# help with good wifi router with USB support



## manohar387 (Aug 9, 2013)

Hi Guys, 
Well my requirements are as follows
1. price 3000-5000
2. good throughput
3. single/dual band
4. USB support to download torrents with PC and share files on internet
5. DD-WRT support

i can extend the price by 1000 bucks max


----------



## kARTechnology (Aug 10, 2013)

Tp link Wdr3600. @ snapdeal (I already got 1 on ebay, and required another one.....1 month back it was for 3660 and I missed it  very sad)

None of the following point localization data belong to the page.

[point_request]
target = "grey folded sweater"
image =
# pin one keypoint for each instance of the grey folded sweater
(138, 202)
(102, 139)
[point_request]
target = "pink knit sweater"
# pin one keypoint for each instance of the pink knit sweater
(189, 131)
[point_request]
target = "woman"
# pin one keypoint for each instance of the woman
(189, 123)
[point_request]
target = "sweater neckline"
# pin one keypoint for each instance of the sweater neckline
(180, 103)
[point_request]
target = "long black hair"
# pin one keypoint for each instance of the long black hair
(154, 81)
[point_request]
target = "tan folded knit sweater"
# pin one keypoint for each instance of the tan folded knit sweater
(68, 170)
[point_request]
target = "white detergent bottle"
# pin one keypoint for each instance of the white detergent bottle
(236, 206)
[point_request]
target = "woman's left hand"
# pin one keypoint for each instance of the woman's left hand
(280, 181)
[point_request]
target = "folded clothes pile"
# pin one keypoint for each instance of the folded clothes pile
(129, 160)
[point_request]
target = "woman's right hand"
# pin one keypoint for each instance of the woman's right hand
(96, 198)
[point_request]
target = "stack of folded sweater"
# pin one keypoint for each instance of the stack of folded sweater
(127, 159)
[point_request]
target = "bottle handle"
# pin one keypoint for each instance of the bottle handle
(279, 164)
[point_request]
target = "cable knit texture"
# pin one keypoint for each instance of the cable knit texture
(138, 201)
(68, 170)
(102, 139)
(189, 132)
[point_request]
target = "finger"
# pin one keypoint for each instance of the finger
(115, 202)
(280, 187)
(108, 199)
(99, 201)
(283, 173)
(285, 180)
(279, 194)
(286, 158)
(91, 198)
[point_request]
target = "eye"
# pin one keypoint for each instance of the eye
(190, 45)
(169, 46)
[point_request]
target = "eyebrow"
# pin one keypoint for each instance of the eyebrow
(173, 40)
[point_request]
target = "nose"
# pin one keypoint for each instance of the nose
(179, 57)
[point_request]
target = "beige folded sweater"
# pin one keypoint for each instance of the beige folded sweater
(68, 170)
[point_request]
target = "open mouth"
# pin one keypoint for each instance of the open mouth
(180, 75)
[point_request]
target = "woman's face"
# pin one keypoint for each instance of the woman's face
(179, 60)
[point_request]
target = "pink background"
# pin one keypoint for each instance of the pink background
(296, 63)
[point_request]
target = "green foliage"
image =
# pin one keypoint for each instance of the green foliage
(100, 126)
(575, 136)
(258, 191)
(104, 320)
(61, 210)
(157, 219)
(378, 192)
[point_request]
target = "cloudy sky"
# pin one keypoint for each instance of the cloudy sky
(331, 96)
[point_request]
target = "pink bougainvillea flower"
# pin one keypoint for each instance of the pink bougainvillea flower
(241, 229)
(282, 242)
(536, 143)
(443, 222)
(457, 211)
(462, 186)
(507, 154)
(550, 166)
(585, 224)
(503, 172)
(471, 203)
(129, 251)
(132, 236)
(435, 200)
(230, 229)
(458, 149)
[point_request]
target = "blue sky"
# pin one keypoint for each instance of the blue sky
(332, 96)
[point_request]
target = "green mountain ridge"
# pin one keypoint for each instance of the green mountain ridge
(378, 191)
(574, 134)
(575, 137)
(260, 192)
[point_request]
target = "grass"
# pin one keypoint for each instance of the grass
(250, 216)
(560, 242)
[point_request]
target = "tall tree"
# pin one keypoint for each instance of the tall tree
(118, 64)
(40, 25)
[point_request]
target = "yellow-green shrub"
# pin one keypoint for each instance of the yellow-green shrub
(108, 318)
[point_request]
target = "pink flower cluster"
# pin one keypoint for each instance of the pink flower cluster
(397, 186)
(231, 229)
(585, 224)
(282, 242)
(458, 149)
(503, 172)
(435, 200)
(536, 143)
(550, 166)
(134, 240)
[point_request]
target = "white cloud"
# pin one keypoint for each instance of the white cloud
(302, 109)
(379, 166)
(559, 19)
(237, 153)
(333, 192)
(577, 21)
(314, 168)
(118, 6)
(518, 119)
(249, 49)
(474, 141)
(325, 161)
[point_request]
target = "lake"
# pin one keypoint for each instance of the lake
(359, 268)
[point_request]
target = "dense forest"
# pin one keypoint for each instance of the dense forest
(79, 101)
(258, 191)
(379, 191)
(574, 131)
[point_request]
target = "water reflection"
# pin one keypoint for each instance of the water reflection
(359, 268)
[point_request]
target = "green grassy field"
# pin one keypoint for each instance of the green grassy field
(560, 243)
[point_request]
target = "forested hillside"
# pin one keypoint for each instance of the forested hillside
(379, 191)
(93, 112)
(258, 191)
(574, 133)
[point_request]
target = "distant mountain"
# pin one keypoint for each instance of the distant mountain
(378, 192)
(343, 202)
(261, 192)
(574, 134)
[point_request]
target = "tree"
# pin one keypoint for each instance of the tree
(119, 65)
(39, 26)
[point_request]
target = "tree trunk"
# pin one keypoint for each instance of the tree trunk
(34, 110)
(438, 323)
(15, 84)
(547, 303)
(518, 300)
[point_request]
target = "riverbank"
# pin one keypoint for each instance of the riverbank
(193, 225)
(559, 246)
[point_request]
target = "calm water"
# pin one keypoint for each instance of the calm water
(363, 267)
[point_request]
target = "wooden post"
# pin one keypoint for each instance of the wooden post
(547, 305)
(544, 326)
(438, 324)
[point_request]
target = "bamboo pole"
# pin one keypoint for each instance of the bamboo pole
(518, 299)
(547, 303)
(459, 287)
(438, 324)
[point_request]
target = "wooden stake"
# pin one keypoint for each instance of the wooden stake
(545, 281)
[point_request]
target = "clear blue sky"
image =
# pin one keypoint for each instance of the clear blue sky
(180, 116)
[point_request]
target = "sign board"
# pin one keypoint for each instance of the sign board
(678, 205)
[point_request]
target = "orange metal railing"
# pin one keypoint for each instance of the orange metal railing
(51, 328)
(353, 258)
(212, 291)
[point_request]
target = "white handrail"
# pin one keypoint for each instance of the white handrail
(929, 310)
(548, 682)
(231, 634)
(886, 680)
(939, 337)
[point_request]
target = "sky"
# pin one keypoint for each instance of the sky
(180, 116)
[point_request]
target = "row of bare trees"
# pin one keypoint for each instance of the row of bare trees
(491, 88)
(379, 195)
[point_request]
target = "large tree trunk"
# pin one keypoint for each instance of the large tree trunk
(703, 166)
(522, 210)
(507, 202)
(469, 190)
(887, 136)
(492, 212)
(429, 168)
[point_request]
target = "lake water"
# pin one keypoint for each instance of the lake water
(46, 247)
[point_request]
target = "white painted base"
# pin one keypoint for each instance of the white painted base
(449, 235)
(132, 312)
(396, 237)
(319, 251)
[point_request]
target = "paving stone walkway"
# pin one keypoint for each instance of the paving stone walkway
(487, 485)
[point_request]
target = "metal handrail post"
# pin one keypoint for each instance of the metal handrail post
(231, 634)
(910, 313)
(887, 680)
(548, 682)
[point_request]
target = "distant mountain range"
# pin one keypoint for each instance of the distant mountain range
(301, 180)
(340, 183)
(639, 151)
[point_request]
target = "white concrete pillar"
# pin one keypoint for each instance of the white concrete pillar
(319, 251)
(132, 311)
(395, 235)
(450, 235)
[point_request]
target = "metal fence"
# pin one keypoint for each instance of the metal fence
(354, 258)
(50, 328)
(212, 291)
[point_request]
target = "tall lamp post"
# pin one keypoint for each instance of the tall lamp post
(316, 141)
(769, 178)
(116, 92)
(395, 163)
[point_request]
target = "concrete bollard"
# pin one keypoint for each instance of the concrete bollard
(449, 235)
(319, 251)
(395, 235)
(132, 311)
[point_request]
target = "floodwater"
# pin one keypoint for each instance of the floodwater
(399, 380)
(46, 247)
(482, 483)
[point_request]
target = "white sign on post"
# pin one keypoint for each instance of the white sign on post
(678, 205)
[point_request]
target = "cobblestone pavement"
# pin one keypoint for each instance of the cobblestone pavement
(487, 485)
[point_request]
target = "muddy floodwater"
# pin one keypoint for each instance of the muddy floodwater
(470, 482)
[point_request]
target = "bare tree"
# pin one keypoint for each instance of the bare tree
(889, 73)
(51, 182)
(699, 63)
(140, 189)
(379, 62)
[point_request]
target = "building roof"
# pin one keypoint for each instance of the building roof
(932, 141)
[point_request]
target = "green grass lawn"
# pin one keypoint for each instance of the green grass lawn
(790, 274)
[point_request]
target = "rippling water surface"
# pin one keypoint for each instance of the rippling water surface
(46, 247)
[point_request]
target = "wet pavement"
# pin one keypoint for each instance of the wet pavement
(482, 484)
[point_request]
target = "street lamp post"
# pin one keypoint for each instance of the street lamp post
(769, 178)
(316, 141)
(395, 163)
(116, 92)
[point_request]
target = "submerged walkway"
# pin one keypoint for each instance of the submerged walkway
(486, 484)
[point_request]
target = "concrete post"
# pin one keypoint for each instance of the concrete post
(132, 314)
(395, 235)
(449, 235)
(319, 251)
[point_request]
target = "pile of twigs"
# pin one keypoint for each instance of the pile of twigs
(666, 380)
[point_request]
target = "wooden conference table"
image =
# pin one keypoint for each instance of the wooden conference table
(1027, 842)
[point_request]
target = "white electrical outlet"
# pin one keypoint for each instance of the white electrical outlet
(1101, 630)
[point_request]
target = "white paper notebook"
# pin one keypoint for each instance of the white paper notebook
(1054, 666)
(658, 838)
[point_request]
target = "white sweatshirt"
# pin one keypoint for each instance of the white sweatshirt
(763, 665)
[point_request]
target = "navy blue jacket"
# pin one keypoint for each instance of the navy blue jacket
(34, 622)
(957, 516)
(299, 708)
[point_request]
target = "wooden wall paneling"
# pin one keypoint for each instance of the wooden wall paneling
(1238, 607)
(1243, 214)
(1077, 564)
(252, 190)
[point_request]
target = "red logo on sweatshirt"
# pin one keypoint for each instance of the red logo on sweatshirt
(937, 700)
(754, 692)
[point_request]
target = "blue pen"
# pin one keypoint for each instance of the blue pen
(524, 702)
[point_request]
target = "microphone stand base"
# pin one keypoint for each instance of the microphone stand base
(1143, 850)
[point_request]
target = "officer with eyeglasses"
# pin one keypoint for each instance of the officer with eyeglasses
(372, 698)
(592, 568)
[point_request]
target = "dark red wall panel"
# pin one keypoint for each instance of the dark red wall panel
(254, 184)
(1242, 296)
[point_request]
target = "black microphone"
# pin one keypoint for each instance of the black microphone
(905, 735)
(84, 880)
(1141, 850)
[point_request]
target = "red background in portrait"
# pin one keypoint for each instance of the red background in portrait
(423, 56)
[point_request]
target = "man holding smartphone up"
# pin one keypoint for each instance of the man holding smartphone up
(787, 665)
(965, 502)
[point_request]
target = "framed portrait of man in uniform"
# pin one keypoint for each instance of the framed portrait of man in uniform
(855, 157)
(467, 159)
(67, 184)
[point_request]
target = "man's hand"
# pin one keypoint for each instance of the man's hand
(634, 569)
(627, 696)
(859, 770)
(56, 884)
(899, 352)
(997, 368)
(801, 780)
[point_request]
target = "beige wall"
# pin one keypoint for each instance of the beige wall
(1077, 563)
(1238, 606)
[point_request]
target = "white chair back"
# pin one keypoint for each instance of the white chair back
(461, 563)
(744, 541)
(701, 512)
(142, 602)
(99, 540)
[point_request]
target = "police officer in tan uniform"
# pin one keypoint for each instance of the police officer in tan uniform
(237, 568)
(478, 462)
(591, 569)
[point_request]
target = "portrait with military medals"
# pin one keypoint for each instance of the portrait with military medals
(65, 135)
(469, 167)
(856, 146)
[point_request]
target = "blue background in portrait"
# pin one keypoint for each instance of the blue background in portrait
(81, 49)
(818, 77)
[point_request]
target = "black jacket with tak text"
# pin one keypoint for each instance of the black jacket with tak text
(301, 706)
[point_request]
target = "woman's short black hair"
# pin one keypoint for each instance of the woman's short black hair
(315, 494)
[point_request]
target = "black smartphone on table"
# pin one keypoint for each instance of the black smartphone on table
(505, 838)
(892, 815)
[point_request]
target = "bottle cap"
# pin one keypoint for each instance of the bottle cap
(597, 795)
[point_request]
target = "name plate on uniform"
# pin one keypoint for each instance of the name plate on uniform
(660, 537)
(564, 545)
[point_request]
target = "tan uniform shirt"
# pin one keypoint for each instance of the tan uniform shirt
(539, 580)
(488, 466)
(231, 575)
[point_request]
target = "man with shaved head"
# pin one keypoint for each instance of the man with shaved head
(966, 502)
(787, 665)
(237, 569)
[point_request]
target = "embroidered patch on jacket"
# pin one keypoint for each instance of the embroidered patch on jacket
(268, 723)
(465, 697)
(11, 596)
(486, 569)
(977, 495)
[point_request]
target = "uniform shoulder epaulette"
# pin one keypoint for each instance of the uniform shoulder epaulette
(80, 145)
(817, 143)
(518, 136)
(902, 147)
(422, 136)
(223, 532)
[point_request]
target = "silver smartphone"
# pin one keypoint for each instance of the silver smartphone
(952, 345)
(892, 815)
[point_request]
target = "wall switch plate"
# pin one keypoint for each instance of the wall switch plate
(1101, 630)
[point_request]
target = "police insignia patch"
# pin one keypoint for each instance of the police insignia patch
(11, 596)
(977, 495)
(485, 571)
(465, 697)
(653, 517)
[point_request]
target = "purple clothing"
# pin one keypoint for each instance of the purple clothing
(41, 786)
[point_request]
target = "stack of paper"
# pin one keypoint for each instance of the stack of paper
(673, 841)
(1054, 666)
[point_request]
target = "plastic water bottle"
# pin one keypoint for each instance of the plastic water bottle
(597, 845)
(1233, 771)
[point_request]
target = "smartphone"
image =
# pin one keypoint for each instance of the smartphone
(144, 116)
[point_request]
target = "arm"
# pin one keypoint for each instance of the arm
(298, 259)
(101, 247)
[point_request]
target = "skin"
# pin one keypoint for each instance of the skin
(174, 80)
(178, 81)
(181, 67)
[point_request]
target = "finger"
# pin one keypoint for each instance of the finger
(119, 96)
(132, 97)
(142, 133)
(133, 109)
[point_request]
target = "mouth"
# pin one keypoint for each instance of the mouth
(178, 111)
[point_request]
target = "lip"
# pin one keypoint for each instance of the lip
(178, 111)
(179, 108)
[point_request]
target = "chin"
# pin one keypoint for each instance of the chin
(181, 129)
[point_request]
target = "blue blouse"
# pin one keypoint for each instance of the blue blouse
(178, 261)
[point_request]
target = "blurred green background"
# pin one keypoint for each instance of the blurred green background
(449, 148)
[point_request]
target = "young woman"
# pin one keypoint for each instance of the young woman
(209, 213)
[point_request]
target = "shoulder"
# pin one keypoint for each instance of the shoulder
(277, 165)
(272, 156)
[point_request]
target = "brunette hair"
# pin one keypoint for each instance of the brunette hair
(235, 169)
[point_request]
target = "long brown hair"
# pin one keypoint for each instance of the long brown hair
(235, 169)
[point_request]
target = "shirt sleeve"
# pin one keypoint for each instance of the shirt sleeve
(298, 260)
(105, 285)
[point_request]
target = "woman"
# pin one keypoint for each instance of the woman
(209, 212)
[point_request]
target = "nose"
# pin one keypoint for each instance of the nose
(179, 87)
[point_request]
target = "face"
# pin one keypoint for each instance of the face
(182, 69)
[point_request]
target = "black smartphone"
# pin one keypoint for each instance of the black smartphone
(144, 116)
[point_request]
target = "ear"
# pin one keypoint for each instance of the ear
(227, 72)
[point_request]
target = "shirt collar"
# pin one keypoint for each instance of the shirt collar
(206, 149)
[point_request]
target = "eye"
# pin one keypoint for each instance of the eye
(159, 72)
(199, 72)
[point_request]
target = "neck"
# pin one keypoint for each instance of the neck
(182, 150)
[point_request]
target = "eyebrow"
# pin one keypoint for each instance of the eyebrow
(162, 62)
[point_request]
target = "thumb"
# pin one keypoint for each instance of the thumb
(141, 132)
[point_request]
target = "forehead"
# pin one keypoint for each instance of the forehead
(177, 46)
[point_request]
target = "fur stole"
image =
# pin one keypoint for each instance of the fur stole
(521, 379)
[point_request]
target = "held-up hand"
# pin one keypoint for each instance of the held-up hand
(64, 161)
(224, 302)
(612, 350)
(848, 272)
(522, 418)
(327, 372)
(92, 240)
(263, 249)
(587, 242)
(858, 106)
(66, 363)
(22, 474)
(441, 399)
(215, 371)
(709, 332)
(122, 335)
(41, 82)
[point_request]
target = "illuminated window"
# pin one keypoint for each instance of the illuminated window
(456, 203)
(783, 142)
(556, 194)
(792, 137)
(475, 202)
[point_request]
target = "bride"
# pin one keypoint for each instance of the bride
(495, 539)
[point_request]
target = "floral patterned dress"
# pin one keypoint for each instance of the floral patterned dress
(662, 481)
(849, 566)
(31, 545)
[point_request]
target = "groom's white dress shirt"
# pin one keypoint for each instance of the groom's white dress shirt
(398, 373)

Or get still higher models in wdr series


----------



## evil_maverick (Aug 10, 2013)

kARTechnology said:


> Tp link Wdr3600. @ snapdeal (I already got 1 on ebay, and required another one.....1 month back it was for 3660 and I missed it  very sad)
> 
> Or get still higher models in wdr series



Try the ASUS RTN13U-B1...Its an old model...but i have been using it for some time...its a powerful device coupled with ddwrt support...i use it for 24X7 torrent downloading....u can try this one....
Buy Asus RTN13U Wifi Router Wireless Broadband 3G USB Printer Sharing Repeater | eBay

or try the new updated version RTN14U :
Asus RT-N14U WIFI N300 MBPS Wireless Router RTN14U+3G+4G + Printer Sharing | eBay


----------



## kARTechnology (Aug 10, 2013)

evil_maverick said:


> Try the ASUS RTN13U-B1...Its an old model...but i have been using it for some time...its a powerful device coupled with ddwrt support...i use it for 24X7 torrent downloading....u can try this one....
> Buy Asus RTN13U Wifi Router Wireless Broadband 3G USB Printer Sharing Repeater | eBay
> 
> or try the new updated version RTN14U :
> Asus RT-N14U WIFI N300 MBPS Wireless Router RTN14U+3G+4G + Printer Sharing | eBay



Im really unlucky
I got rt-n13u and replaced it two times and got refunded....
Wdr3600 has 2USB (extensible to 4 USB by modding internally) & DUALBAND & GIGABIT LAN/ WAN ports(super file transfers over wired connection)
And killer looks which is impressive and you can tell your friend that its 10k or 15k 
I feel its the best you can get compared to others


----------



## manohar387 (Aug 10, 2013)

thanks guys, does the tp-link wdr 3600 support torrent downloading without PC


----------



## kARTechnology (Aug 10, 2013)

manohar387 said:


> thanks guys, does the tp-link wdr 3600 support torrent downloading without PC



You need to install ddwrt and do some research and install it....google helps 
Wdr3600 also supports openwrt...


----------



## manohar387 (Aug 10, 2013)

hey snapdeal is selling it for 3500 , you think i should i buy this


----------



## kARTechnology (Aug 11, 2013)

manohar387 said:


> hey snapdeal is selling it for 3500 , you think i should i buy this



Which one


----------



## manohar387 (Aug 11, 2013)

snap deal is selling the tp-link  wdr3600 for 3550rs


----------



## kARTechnology (Aug 11, 2013)

manohar387 said:


> snap deal is selling the tp-link  wdr3600 for 3550rs


Get it! !!!
Really!!! Yesterday it was for 4400 on snapdeal
Great deal
I will buy another one now thanks!!!


----------



## kARTechnology (Aug 11, 2013)

Im still on stock firmware and not modded to ddwrt.... I will in few days

But for torrent client, there is no readily available guide... You need to research


----------



## manohar387 (Sep 23, 2013)

ok thanks mate


----------



## yogeshganvir (Jun 3, 2015)

evil_maverick said:


> Try the ASUS RTN13U-B1...Its an old model...but i have been using it for some time...its a powerful device coupled with ddwrt support...i use it for 24X7 torrent downloading....u can try this one....
> Buy Asus RTN13U Wifi Router Wireless Broadband 3G USB Printer Sharing Repeater | eBay
> 
> or try the new updated version RTN14U :
> Asus RT-N14U WIFI N300 MBPS Wireless Router RTN14U+3G+4G + Printer Sharing | eBay



any other latest option for this...n13 is out of market and my budget is 3k


----------



## whitestar_999 (Jun 3, 2015)

instead of bumping 2 years old threads,start new thread.


----------